Quand l’IA du quotidien se trompe dans le monde réel
Un agriculteur chinois a suivi une recommandation chimique générée par une IA qu’il utilisait depuis environ un an. Le sésame a dépéri sur près de dix hectares.
On demande désormais à l’IA de résumer un texte, préparer un voyage, traduire un message ou proposer une recette. Wu, agriculteur de 67 ans à Chuzhou, en Chine, l’avait intégrée à un autre quotidien : celui d’une ferme. Pendant environ un an, il lui a posé des questions sur la météo, les engrais et les parasites.
Les réponses étaient assez utiles pour installer une habitude. Puis cette habitude a rencontré une décision beaucoup moins réversible.
Selon CTWANT, dont les informations ont été reprises par Tom’s Hardware et The Economic Times, Wu a demandé au service comment lutter contre les mauvaises herbes et les insectes dans du sésame. L’IA a proposé plusieurs produits à mélanger. L’agriculteur n’a pas fait vérifier cette recommandation par un spécialiste avant de traiter 150 mu de terrain — environ dix hectares.
Le lendemain matin, les mauvaises herbes dépérissaient, mais les plants de sésame également. L’ampleur financière précise n’a pas été publiée, mais les comptes rendus décrivent une mortalité massive des jeunes plants sur la zone traitée.
Parmi les produits mentionnés se trouve le fomesafen, un herbicide destiné aux mauvaises herbes à feuilles larges. Les registres chinois encadrent son utilisation selon les cultures et avertissent des risques pour certaines plantes sensibles. Les spécialistes cités dans le reportage initial l’ont considéré comme un élément majeur pour expliquer les dégâts.
Le nom de l’application d’IA n’est pas indiqué dans les sources accessibles. C’est une nuance importante à l’heure où une histoire virale est souvent réécrite en quelques lignes et rattachée, sans preuve, au chatbot le plus connu du moment.
La situation dit surtout quelque chose de notre rapport aux interfaces. Le service affichait, selon les médias, un avertissement générique : l’IA peut produire des informations incorrectes, il faut vérifier. C’est vrai. Mais lorsque l’outil a été correct des dizaines de fois, le cerveau transforme peu à peu la vérification en étape optionnelle.
Le problème est que toutes les réponses n’ont pas le même risque. Une mauvaise suggestion de restaurant est gênante. Une mauvaise combinaison de produits phytosanitaires agit immédiatement sur des êtres vivants, et souvent sur une grande surface. Dans ce contexte, un simple message d’avertissement ne suffit pas forcément.
Les chercheurs chinois testent déjà une approche différente. Green Shield, un modèle spécialisé dans la protection des cultures présenté en mai 2026, doit consulter la base nationale des pesticides et rejeter les recommandations non conformes. Ses développeurs expliquent que les modèles généralistes peuvent manquer de précision dans ce domaine.

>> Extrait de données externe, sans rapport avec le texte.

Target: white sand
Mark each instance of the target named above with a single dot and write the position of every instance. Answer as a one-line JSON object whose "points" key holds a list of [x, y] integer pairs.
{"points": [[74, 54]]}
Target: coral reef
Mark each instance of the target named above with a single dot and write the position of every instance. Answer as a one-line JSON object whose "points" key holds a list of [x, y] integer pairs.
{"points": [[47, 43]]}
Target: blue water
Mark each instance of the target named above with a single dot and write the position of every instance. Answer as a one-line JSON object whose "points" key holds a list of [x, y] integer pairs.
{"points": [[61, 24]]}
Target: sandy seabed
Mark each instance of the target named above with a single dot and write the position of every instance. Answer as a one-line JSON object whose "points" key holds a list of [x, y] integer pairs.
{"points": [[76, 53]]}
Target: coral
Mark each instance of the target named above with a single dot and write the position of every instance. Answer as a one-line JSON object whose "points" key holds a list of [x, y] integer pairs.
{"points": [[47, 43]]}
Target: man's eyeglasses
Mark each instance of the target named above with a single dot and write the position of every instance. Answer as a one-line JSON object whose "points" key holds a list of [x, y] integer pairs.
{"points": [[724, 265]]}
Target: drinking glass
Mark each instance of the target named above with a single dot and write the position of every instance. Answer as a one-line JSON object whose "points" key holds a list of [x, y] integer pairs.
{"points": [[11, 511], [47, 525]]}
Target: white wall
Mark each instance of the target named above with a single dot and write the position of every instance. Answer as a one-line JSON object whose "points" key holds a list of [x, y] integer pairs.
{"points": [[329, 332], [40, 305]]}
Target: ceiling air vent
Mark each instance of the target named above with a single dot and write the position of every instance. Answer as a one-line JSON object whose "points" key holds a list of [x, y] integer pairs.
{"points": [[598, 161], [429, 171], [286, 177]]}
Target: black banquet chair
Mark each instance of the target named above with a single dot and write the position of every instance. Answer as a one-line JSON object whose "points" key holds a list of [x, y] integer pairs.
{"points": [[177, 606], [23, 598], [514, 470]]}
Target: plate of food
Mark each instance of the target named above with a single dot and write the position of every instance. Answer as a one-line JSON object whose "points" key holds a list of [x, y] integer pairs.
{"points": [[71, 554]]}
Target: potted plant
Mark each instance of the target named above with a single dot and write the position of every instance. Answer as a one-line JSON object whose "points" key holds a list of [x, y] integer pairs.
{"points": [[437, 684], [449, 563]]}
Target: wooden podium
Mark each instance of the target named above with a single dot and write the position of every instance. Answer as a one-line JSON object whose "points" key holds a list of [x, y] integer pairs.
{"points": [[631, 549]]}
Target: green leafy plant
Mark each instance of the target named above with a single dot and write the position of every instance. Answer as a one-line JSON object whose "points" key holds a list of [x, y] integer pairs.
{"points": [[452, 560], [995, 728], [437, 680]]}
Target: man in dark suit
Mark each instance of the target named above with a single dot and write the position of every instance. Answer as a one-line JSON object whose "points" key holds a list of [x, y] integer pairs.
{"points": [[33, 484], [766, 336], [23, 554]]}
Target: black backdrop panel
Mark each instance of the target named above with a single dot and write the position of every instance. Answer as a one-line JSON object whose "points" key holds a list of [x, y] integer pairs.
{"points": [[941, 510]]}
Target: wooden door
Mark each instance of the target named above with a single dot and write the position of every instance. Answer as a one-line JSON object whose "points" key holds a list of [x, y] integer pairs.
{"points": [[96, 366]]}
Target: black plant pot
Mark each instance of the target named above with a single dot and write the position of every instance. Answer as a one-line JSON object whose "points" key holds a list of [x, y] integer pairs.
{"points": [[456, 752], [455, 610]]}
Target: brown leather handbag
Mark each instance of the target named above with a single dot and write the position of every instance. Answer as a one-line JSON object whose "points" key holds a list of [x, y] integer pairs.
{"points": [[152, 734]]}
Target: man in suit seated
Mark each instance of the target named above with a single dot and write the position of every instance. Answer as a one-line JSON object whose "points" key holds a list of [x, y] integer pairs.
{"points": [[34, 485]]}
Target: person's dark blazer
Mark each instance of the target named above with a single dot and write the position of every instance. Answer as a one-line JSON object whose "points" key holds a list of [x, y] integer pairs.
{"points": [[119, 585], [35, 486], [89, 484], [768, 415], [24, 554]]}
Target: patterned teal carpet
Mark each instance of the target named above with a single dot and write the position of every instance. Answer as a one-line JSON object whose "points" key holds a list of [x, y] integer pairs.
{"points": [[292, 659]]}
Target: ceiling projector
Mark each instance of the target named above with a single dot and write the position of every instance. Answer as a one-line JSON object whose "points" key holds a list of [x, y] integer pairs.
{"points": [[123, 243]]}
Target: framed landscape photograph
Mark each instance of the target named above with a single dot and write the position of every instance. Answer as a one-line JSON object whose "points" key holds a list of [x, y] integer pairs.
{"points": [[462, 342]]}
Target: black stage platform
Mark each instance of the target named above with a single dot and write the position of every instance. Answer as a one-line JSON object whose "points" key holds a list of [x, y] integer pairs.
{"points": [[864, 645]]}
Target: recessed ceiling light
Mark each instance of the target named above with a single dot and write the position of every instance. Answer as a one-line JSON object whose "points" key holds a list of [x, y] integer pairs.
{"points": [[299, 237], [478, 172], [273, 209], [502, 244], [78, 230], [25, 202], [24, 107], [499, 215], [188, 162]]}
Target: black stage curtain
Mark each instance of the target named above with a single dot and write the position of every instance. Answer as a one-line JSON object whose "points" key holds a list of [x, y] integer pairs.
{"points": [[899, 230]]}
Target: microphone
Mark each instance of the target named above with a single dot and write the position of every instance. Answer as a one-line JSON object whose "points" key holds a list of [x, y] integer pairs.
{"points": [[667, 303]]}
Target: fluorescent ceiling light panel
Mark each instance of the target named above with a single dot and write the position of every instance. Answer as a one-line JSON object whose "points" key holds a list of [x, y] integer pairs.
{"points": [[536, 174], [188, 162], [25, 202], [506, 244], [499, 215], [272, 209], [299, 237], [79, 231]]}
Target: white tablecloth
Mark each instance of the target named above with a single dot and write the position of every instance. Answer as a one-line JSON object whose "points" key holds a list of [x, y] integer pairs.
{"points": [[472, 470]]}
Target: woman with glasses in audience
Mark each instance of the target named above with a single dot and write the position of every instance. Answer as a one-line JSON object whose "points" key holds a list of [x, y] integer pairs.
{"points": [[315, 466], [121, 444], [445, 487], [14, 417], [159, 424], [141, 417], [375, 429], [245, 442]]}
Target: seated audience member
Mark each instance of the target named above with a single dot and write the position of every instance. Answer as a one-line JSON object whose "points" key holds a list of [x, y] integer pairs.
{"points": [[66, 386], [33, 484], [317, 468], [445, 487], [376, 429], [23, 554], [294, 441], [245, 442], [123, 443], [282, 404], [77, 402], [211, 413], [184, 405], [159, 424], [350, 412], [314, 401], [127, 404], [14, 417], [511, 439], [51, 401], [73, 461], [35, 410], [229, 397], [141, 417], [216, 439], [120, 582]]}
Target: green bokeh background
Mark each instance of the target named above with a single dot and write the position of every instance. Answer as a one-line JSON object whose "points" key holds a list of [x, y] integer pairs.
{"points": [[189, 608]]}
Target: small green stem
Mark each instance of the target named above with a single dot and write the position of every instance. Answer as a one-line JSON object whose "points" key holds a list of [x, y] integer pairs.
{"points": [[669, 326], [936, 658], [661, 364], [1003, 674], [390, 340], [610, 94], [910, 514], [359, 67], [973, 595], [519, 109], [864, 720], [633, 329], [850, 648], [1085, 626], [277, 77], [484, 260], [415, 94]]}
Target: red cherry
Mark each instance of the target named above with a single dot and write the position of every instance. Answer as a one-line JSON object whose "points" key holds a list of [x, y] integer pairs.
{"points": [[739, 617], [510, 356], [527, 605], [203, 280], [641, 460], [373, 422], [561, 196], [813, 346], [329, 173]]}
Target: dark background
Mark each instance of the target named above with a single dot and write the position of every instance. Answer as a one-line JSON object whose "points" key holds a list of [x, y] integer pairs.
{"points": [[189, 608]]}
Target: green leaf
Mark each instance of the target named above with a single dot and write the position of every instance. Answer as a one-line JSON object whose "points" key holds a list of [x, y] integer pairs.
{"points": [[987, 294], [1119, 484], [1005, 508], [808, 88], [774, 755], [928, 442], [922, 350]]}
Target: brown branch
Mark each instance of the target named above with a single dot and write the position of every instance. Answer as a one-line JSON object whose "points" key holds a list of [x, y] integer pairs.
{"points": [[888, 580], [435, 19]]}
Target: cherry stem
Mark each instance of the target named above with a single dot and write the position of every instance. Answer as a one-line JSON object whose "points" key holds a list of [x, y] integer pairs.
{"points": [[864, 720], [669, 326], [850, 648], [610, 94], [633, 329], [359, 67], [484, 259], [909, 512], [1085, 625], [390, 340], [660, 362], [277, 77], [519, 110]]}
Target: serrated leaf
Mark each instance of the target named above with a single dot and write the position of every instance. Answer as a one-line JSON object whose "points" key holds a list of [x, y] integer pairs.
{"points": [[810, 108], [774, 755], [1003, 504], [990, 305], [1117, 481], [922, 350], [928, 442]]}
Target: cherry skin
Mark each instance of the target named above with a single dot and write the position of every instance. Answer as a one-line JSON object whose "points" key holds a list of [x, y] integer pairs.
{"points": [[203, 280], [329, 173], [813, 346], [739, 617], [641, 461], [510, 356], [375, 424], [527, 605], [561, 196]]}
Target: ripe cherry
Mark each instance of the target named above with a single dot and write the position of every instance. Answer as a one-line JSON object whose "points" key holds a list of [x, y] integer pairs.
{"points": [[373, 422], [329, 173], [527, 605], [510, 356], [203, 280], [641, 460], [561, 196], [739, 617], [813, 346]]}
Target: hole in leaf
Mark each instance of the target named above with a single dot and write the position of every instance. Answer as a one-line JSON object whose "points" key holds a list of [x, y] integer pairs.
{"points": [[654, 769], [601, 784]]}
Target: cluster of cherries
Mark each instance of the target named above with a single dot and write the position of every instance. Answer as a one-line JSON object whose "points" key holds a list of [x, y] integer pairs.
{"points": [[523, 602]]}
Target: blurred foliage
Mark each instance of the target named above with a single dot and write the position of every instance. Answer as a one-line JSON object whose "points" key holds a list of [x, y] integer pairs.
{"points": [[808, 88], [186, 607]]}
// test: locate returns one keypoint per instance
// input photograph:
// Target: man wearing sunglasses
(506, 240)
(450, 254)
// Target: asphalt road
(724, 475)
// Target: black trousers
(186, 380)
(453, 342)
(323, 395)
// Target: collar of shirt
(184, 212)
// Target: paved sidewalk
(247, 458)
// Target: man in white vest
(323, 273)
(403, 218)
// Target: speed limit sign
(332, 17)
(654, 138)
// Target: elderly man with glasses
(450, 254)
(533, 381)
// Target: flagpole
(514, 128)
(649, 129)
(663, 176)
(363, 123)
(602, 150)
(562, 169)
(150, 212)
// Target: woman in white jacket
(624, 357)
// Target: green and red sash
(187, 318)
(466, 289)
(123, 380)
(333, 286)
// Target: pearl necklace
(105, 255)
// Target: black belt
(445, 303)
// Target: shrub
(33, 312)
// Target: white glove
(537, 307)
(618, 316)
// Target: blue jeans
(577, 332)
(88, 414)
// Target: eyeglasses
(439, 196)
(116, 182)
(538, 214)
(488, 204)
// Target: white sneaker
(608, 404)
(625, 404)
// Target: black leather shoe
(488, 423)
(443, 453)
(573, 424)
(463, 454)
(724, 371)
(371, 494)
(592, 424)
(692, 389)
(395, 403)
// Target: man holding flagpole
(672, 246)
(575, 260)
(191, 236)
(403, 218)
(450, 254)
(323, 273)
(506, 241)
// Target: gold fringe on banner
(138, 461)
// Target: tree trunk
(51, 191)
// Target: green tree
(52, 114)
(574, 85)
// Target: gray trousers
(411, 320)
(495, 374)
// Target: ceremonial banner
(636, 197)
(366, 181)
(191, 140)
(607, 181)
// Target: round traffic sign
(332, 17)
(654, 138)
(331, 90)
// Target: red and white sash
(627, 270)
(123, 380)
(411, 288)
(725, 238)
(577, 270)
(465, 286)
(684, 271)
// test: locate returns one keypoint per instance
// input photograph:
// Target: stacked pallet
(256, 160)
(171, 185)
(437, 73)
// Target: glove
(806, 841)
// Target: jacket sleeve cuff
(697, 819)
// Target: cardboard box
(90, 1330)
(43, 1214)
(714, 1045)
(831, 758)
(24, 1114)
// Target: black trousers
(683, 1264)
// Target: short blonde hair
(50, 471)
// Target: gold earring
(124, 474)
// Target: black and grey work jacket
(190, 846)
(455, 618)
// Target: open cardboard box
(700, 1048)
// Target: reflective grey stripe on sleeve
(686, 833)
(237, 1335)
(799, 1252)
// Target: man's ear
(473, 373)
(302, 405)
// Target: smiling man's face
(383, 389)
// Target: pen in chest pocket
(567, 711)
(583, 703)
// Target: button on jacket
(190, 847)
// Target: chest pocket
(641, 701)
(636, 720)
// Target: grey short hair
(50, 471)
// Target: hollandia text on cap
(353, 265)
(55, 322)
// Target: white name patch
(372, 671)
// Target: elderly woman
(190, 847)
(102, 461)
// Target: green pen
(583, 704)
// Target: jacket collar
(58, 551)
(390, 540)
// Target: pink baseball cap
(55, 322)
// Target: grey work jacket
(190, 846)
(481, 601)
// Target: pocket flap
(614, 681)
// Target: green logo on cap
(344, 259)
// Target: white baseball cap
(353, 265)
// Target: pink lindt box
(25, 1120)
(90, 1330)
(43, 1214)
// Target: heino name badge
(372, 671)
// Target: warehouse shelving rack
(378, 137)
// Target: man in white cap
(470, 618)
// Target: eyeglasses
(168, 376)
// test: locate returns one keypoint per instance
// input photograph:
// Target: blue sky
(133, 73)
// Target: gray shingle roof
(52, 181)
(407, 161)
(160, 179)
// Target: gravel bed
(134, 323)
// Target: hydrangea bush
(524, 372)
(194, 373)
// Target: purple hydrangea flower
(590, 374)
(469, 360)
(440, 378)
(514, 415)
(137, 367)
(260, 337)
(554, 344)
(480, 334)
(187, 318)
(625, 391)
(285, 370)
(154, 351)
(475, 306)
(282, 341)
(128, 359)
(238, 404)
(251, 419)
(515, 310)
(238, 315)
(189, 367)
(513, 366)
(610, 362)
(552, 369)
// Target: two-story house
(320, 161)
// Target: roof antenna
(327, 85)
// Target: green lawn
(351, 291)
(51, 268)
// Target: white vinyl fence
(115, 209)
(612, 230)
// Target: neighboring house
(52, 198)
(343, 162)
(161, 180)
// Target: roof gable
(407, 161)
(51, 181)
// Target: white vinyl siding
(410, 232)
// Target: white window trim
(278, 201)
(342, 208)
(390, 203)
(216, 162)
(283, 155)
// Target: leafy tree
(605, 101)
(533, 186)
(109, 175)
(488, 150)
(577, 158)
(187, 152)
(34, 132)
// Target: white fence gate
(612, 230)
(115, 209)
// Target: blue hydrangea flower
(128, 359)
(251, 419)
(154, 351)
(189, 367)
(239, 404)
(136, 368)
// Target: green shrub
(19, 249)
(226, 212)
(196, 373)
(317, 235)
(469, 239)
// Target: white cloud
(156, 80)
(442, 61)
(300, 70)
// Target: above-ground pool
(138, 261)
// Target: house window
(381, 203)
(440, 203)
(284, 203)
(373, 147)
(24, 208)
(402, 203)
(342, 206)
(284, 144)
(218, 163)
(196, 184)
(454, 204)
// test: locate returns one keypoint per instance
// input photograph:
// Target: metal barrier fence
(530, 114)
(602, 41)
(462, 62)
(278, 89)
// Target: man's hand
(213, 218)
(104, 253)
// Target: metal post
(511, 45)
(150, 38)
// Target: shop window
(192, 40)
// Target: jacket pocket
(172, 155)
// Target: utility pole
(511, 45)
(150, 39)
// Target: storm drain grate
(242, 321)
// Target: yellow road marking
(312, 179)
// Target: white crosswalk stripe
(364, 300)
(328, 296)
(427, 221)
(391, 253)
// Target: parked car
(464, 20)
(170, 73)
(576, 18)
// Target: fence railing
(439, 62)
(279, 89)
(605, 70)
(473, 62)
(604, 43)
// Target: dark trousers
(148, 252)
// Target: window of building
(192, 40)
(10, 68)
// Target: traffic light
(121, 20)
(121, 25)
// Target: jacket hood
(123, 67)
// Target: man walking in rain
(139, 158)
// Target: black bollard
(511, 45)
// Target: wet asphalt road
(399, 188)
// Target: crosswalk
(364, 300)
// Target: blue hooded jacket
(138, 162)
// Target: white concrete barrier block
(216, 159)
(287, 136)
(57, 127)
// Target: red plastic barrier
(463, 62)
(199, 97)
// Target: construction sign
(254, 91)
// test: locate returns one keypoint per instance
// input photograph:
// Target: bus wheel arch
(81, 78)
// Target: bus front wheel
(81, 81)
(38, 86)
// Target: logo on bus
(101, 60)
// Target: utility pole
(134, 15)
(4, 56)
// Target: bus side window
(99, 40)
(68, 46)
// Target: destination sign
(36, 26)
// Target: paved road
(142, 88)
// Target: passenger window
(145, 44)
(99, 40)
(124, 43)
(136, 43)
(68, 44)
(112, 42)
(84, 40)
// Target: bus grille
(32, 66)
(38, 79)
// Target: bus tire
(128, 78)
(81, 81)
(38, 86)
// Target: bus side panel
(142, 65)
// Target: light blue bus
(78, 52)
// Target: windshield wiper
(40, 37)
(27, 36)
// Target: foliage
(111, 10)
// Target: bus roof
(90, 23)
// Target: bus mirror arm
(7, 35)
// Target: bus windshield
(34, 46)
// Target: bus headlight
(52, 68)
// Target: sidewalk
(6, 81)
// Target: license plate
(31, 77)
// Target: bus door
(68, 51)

Une étude chinoise sur le désherbage du sésame confirme pourquoi cette spécialisation compte : les herbicides diffèrent fortement par leur efficacité et leur toxicité pour la culture elle-même. Le détail n’est pas accessoire, il est l’essentiel.
L’histoire de Wu rappelle donc une règle simple pour une vie de plus en plus assistée par l’IA : la confiance peut être pratique sans devenir absolue. Plus une action est difficile à annuler, plus la technologie doit ralentir avant de nous donner une réponse qui ressemble à un ordre.